RESULTS: There were moderate differences in the biomarkers of immune status of the VITAGE study volunteers among the three European centres. The percentage of Natural Killer (NK) cells was 156% and 142% higher in Spain as compared to France and Austria, respectively (p < 0.0001), and this increase was observed at any age group above 30 years. Comparison between age-groups showed that in Spain, but not in France or Austria, older individuals had significantly a lower B lymphocyte distribution and conversely, a higher NK cell distribution. Moreover, the CD4/CD8 ratio was positively correlated with age in Austrian subjects (p < 0.0001).
CONCLUSION: Our results provide evidence of an increased NK cell distribution in the elderly, especially in the Spanish population. NK cell status may predict morbidity and mortality in the elderly, emphasizing the importance of innate as well as adaptive immunity in ensuring healthy longevity and cancer resistance, possibly in link with the Mediterranean diet.

Introduction

The mechanisms by which a successful aging occurs in humans, i.e. aging in good psychophysical conditions [1], are immunologically characterized by preserved lymphoproliferative responses and Natural Killer (NK) cell cytotoxicity as well as conserved antigen presentation (reviewed in [2,3]). BELFAST nonagenarians show evidence of a competent immune system, programmed with increase in the number and/or the proportion of NK cells to scan presumably for virus-infected, stressed and malignant cells [4]. In others studies, an increase in NK cells showing a mature phenotype was found in healthy elderly donors who had an NK cytotoxic capacity of total peripheral blood lymphocytes preserved [5,6]. Such preservation in healthy elderly may be due to a high number of NK cells in order to compensate low NK cell cytotoxicity and cytokine and chemokine production [7].

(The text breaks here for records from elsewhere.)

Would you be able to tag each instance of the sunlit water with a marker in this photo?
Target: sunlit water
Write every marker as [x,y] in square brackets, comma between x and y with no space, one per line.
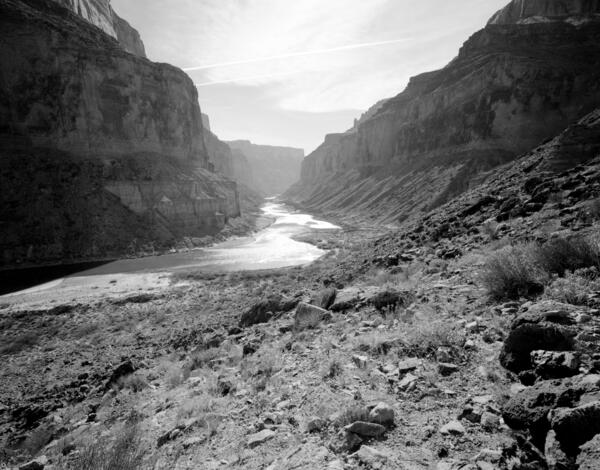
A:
[270,248]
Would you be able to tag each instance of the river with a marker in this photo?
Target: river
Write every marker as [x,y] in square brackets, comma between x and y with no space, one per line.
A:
[270,248]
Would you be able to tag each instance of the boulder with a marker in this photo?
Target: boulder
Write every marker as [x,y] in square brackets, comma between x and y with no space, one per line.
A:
[554,365]
[575,426]
[383,414]
[527,337]
[325,298]
[309,316]
[365,429]
[264,310]
[254,440]
[589,455]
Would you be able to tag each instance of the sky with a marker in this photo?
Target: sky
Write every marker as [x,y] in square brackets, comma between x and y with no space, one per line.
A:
[288,72]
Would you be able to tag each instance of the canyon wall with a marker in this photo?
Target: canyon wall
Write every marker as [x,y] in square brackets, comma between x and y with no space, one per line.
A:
[101,149]
[274,168]
[511,87]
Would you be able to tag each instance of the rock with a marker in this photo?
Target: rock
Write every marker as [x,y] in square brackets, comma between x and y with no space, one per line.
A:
[365,429]
[261,437]
[408,365]
[589,454]
[124,369]
[554,365]
[371,457]
[575,426]
[383,414]
[447,369]
[315,424]
[264,310]
[490,421]
[525,338]
[555,456]
[453,427]
[309,316]
[37,464]
[325,299]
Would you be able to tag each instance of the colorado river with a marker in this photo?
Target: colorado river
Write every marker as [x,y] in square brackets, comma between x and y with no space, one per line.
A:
[270,248]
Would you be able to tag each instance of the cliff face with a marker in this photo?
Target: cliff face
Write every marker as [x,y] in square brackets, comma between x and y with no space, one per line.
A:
[100,14]
[275,168]
[511,87]
[532,11]
[100,148]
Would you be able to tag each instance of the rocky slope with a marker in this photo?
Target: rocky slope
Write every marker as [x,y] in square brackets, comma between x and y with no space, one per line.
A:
[102,151]
[278,167]
[511,86]
[100,14]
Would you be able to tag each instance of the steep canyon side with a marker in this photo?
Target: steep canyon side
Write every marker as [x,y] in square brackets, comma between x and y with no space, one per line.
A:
[102,150]
[513,84]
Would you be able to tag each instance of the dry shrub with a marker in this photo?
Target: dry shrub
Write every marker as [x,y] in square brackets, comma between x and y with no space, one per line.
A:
[512,272]
[125,453]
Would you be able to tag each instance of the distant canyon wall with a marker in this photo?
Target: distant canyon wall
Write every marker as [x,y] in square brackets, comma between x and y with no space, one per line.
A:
[102,150]
[510,87]
[274,169]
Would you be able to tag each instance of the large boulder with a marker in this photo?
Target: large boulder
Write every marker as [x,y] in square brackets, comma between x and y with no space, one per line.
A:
[263,310]
[309,316]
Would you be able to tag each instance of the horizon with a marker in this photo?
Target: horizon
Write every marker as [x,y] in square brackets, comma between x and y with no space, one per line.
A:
[287,75]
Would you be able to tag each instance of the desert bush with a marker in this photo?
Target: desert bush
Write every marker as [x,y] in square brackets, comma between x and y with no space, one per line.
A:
[125,453]
[512,272]
[568,254]
[574,288]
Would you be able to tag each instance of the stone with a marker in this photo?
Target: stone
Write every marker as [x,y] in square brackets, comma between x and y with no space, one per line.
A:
[453,427]
[409,365]
[555,456]
[383,414]
[525,338]
[554,365]
[589,455]
[315,424]
[309,316]
[490,421]
[365,429]
[447,369]
[371,457]
[38,463]
[261,437]
[325,298]
[575,426]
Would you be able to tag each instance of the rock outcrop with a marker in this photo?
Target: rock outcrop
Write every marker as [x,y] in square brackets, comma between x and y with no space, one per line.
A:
[102,150]
[511,87]
[278,167]
[100,14]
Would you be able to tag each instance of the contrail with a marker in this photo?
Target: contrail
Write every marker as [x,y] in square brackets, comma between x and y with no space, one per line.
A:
[241,79]
[297,54]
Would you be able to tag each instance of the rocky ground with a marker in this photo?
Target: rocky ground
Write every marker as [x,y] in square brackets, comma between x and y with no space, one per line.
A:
[393,351]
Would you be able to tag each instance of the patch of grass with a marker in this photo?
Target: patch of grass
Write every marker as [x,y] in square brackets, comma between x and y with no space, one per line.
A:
[523,270]
[125,453]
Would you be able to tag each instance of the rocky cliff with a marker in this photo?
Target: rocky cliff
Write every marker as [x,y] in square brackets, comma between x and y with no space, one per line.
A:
[275,168]
[100,14]
[102,150]
[512,86]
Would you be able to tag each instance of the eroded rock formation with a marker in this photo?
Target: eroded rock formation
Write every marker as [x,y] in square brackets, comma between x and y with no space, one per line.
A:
[511,87]
[102,150]
[275,168]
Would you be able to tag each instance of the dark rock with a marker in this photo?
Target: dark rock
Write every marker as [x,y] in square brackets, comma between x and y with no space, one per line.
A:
[575,426]
[309,316]
[325,298]
[527,337]
[124,369]
[589,455]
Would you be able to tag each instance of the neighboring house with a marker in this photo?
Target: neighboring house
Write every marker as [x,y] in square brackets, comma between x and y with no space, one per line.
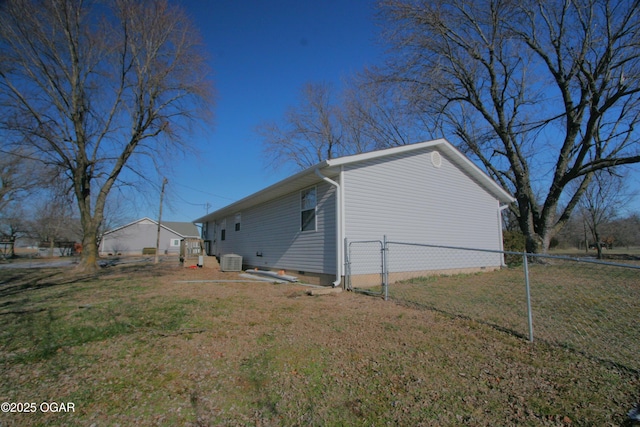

The decline in immune function with age is unanimously recognized and supported by epidemiologic and clinical studies [8]. We have reported that several metabolic and nutritional factors, including insulin, retinoic acid or carotenoids affect the immune response in function of age in healthy volunteers [9-13]. However, the development of age-related changes in health status in elderly men have led to conflicting results and these discrepancies may be partially ascribed to the population tested, i.e. presence of concomitant pathologic disorders or nutritional deficiencies that may affect the immune status (reviewed in [14-17]). To overcome this problem, volunteers in the present study were recruited according to the SENIEUR protocol, which used strict clinical and biological inclusion criteria (i.e. good nutritional status, absence of disease, no sign of inflammation or infection, no drug delivery) as well as rigorous exclusion criteria with detailed measurement of the immune markers [18].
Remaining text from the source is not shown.